Il se faisait tard, la nuit venait à grands pas. Je me hâtai de me rendre à Mont-Saint-Jean en traçant toutefois un long circuit dans les terres, afin de passer devant la ferme de la Belle-Alliance. De lourds nuages pesaient sur l’atmosphère, le temps tournait à l’orage ; je commençais à craindre que le 18 juin 1849 n’imitât un peu trop le 18 juin 1815. J’atteignis pourtant sans accident notable un monticule voisin de la ferme de la Belle-Alliance, et je m’arrêtai sur cette hauteur pendant quelques minutes, afin de me peindre l’immense mouvement de l’armée anglaise et de l’armée prussienne, au moment où elles vinrent l’une vers l’autre après la bataille, à cette heure fatale où nous venions de la perdre. Quelle sombre majesté dans ces deux armées qui avaient perdu plus de cinquante mille hommes pour opérer cette fusion si simple et si formidable, se rapprochant, marchant front contre front, mais mutilées, hachées, sanglantes, couvertes de boue, les tambours crevés, les bannières déchirées, grandes, plus grandes que jamais puisqu’elles avaient vaincu la grande armée !

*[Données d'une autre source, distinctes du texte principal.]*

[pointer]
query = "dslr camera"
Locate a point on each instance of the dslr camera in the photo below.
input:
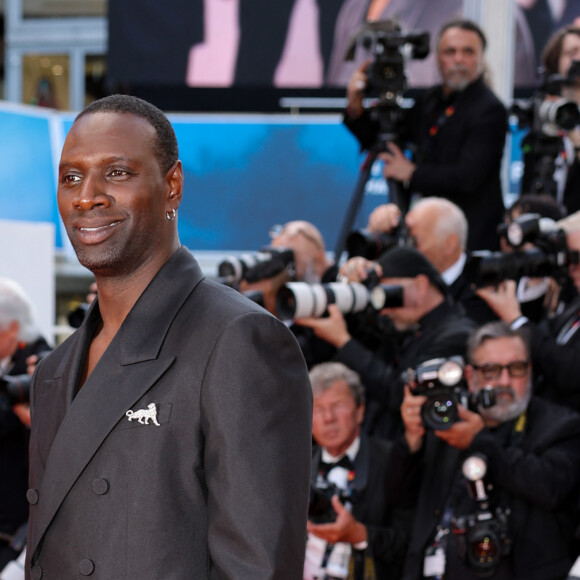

Le soleil s’abîmait comme aujourd’hui dans des nuages orageux. Napoléon, courbé sur son cheval, s’abîmait aussi dans sa gloire.

Le duc de Wellington et Blücher tombèrent dans les bras l’un de l’autre au milieu d’une des salles de la ferme de la Belle-Alliance.

— À Mont-Saint-Jean ! à Mont-Saint-Jean ! criai-je à mon guide.